Closed vz415 closed 2 years ago

vz415 commented 2 years ago

The normalizing flow chapter (chpt. 22 in book 2) does not have an example for continuous normalizing flows (CNFs), which uses differential equations to map the flow. I believe this is an important component to include in the book given its intersection between probabilistic and physical modeling using differenital equations.

I have created a two moons Jax demo based off of Patrick Kidger's demo using his diffrax differential equation library. My demo (found here) provides and example and includes some math theory from the book to help readers understand the code. My demo does not use distrax but instead opts for equinox to use MLP-like layers (non-invertible). It was easier to reverse layers with equinox than with haiku and CNF does not need invertible layers due to differential equation theory (explained in the notebook).

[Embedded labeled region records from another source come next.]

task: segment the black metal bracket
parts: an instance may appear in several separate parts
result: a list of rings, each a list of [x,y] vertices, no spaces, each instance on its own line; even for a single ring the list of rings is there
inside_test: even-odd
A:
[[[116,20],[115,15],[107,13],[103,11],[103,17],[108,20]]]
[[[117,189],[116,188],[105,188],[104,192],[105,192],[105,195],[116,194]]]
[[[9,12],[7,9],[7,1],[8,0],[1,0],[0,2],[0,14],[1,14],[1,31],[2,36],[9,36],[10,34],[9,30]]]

Additionally, the current two moons figure could be improved by showing the process of data going from a Gaussian base to data distribution, p(x). I think Figure 5b from the Neural Ordinary Differential Equations paper provides a good example of a flow going from base to data distribution. I'd like to improve this figure by adding sampling from different layers of the current NSF example, and compare to the CNF.

image Figure 5b from Neural ODE paper.

Proposal: Replace Fig 22.8 in normalizing flow notebook with two moons generated from both NSF and CNF to replicate Fig 5b from Neural ODE paper.

I can either make this one complete notebook for the figure or leave two separate notebooks. I'm also happy to update the notebook to latexify it if needed. Happy to hear feedback.

murphyk commented 2 years ago

Adding CNF would be great. Also I agree that the current fig 22.8 showing neural spline flow is not a very informative figure. Please feel free to open a PR with a new notebook. I think a single one is fine for now (we may split later if it's too big.)